Shallow donors in magnetic fields in zinc-blende semiconductors. II. Magneto-optical study of InSb under hydrostatic pressure

Abstract

Four intraimpurity transitions between the shallow states of residual donors were studied as a function of a high magnetic field up to 19 T and of a hydrostatic pressure up to 1.1 GPa in nominally undoped n-type InSb samples. The measurements were performed mainly with the photoconductivity technique in the 5–30-${\mathrm{cm}}^{\mathrm{-}1}$ spectral region using a far-infrared-laser system.

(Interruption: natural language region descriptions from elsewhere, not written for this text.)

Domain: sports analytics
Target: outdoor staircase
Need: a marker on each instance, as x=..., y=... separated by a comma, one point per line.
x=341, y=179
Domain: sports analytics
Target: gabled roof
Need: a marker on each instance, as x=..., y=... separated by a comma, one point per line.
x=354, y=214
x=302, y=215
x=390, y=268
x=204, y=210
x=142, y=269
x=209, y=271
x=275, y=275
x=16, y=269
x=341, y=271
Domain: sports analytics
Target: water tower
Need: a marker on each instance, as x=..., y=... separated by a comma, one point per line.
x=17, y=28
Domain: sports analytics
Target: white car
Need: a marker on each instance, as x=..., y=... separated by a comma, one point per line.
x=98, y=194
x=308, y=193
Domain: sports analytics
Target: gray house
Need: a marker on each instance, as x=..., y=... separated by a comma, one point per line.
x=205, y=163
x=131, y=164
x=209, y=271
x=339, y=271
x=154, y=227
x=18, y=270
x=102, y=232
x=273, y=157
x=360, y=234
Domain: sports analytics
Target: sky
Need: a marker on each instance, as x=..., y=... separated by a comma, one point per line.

Good quantitative agreement with the multiband approach proposed by Trzeciakowski et al. (preceding paper) is obtained at zero pressure as well as under pressure (provided that the pressure variation of the dielectric constant is taken into account) in a wide range of high effective magnetic fields 10<γ<130 [γ=ħ${\omega }_c$/(2 ${\mathrm{Ry}}^{\mathrm{*}}$)]. The study of the chemical shifts for the observed donors allows for the determination of the matrix elements of the localized parts of the impurity potentials (S‖$V_{\mathrm{loc}\mathrm{\Vert }\mathrm{S}}$). For the deepest of the donors (donor A) this matrix element increases significantly with pressure. Moreover, at pressures around 0.65 GPa, the ground state of the donor A anticrosses with another level of the same impurity center, resonant with the conduction band in the absence of field and pressure. Detailed study of the anticrossing within a simple two-level model shows that the ‘‘resonant’’ level can be treated as deep, i.e., essentially bound by $V_{\mathrm{loc}}$, while the Coulomb potential shifts its position by about 0.1 eV.